Coast

area where land meets the sea or ocean
(Redirected from Coastline)

A Coast, coastline or seashore is the area where land meets the sea or ocean, or a line that forms the boundary between the land and the ocean or a lake. A precise line that can be called a coastline cannot be determined due to the Coastline paradox. A coastal zone is a region where interaction of the sea and land processes occurs. Both the terms coast and coastal are often used to describe a geographic location or region.

Coast

Quotes edit

  • It is a costly thing living here to fight the erosion. The sea is constantly threatening to cut into the coastline and sweep all this away. Every year we have to haul stones up here to repair the damage and plug the holes.
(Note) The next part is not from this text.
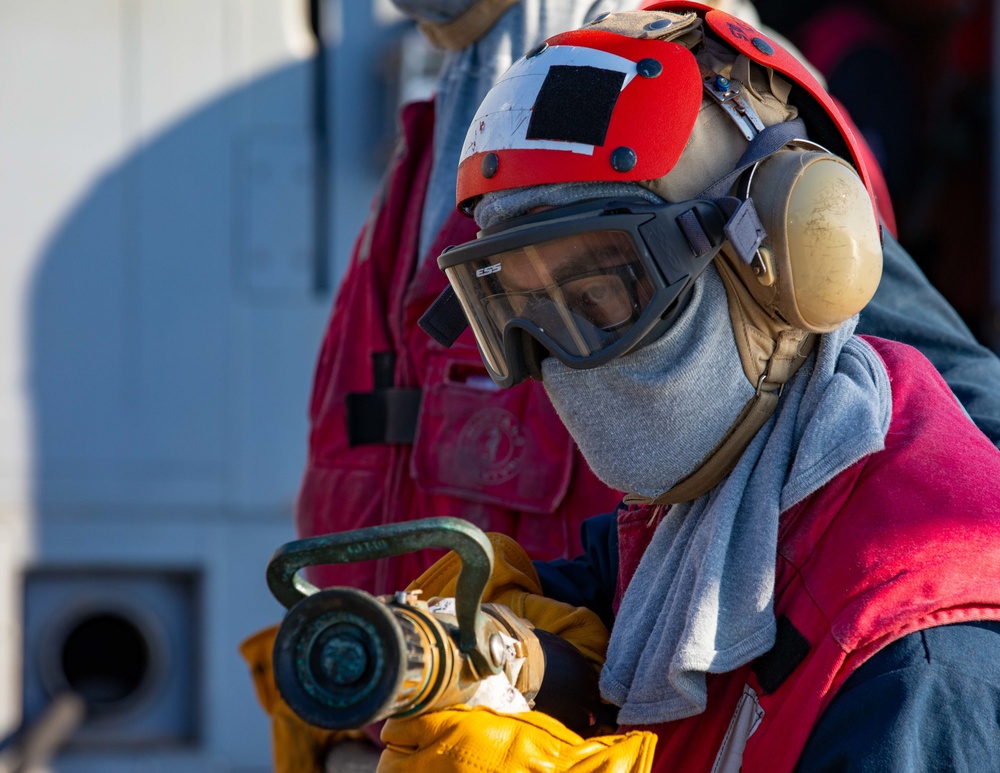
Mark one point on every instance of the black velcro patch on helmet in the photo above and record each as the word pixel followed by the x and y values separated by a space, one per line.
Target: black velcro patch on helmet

It's a full-time job.
  • The character of our coasts, remarkable in considerable parts of it for admitting no vessels of size to pass near the shores, would entitle us, in reason, to as broad a margin of protected navigation, as any nation whatever. Not proposing, however, at this time, and without a respectful and friendly communication with the Powers interested in this navigation, to fix on a distance to which we may ultimately insist on the right of protection, the President gives instructions to the officers, acting under this authority, to consider those heretofore given them as restrained for the present to the distance of one sea-league, or three geographical miles from the sea-shore. This distance can admit of no opposition as it is recognized by treaties between some of the Powers with whom we are connected in commerce and navigation, and is as little or less than is claimed by any of them on their own coasts.
    • Thomas Jefferson, secretary of state, letter to the French Minister, Edmond Charles Genêt, November 8, 1793.—The Writings of Thomas Jefferson, ed. Paul L. Ford, vol. 6, p. 440–41 (1895).
  • The brilliance of Midwestern California, the California that is founded upon discontent, and the reason why so much technological innovation springs from the West Coast, is that having confronted the finitude of the coastline, technologists in Silicon Valley have shrunk the needed commodity—the future (thousands of miles of Zen pathway)—to the size of a fleck of gold dust, to a microchip.
  • A story I will tell you of the salty fisherman,
    Of all the little rivers and inlets of the coast,
    He seems to like Pender Harbour to bum around the most.
  • Growing up in such a stunning landscape is inevitably going to have an effect on you, whether you rebel or whether you embrace, because it's so striking. I lived on this rugged, rugged coastline with the North Sea hammering at the cliffs, and the weather changes literally every half hour. My parents met as rock climbers, so they're absolute outdoors fiends, and we were constantly up hills and under canvas and camping and tramping around. They're very fond memories and something I still love to do.
    • KT Tunstall, Barnes & Noble Interview with David Sprague (February 2006).